Les scénaristes mettent en avant le thème de l'arrogance humaine vis-à-vis des autres espèces. Pour Rick Jaffa et Amanda Silver, il s'agit de la thématique principale du film. En effet, Steven Jacobs, le patron de Will, n'a aucune considération envers les singes, ni envers ses employés, ou même le bien de l'humanité. Lui ne voit dans les recherches de Will qu'un produit plus rentable que toutes ses productions réunies. Jacobs n'a pas d'éthique et n'a d'intérêt que pour l'argent. Que ce soit Will, Jacobs ou Franklin (un collègue), ils en subissent les conséquences.

Réussir à rendre crédible Caesar, le chimpanzé interprété par Andy Serkis, était un premier défi (ainsi que tous les autres singes). Ce dernier est relevé haut la main. De son enfance d'animal prodige, à la lente mais inexorable prise de conscience de cet animal se muant petit à petit en individu, jusqu'à sa révolte contre les hommes, le personnage existe bel et bien. Mieux encore, il nous émeut, par sa justesse, la finesse de ses réactions. Cette performance est le fruit des efforts conjugués d'un scénario très bien construit, du travail de Andy Serkis, et des troublants effets numériques réalisés par WETA Digital.
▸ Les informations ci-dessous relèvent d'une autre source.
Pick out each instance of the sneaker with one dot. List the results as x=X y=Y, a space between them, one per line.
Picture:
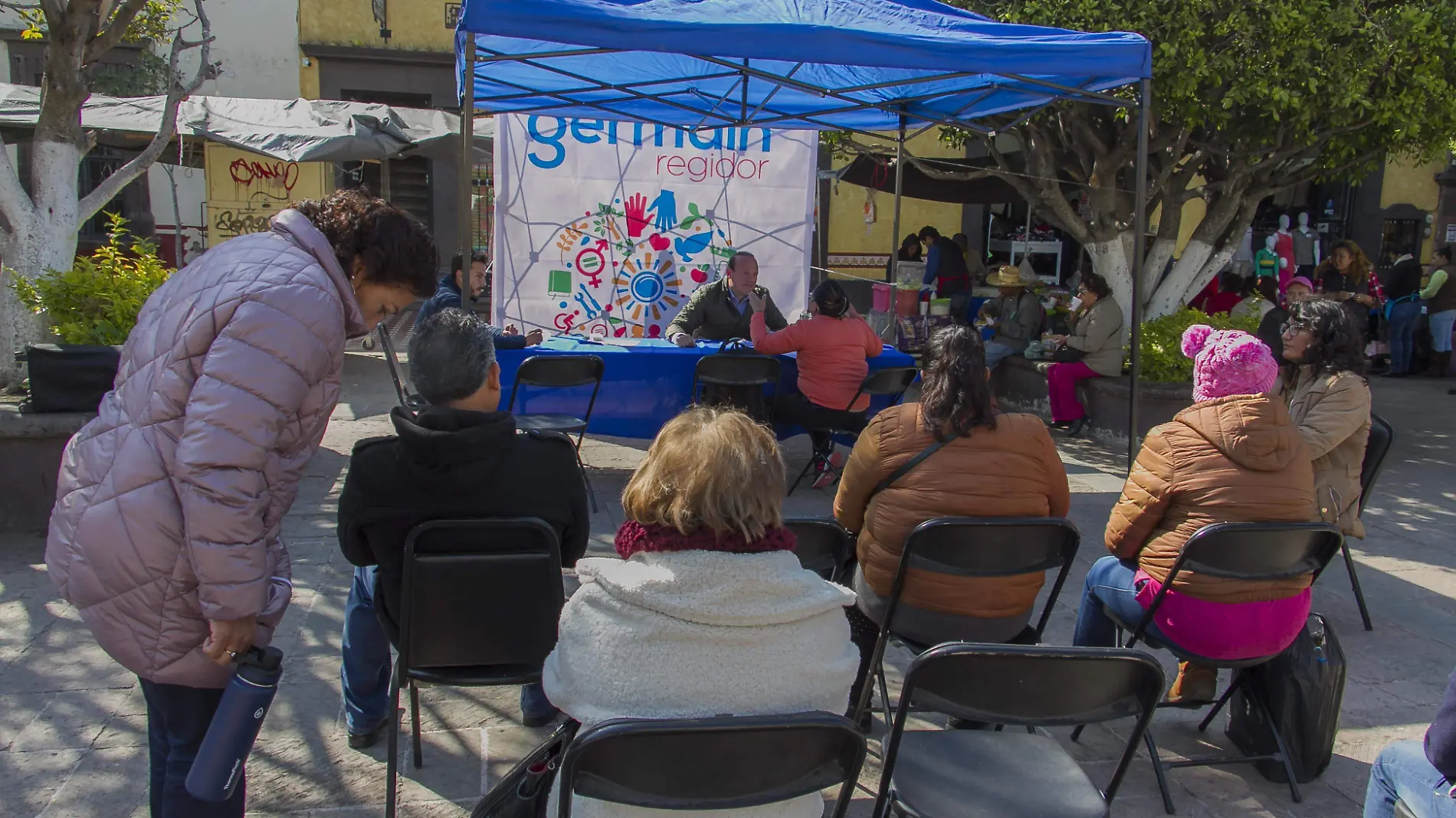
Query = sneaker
x=1195 y=685
x=369 y=738
x=536 y=709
Le personnage de Caesar peut, sur plusieurs plans, être comparé aux êtres humains. D'une manière générale, et mis à part son apparence, Caesar semble même être humain, comme le prouvent ses actions. Dans sa scène finale, Caesar nous présente un dernier exemple de son humanité en déclarant à Will : « Caesar est chez lui ». Tout en suggérant que Caesar ne fera plus partie du monde des humains, ses paroles représentent un autre aspect déterminant de ce que signifie être humain : être doué de la parole. Avec ce nouveau don, il n’y a plus beaucoup de choses que Caesar ne puisse faire comme les humains. Son développement est achevé. Tout au long du film, la manière dont Caesar est présenté a une forte influence sur la façon dont le public le perçoit, et cette perception lui est favorable. Son humanité plus que son animalité illumine le film. Le récit milite très peu pour les droits des animaux, il pose plutôt un regard neuf sur ce que signifie être humain.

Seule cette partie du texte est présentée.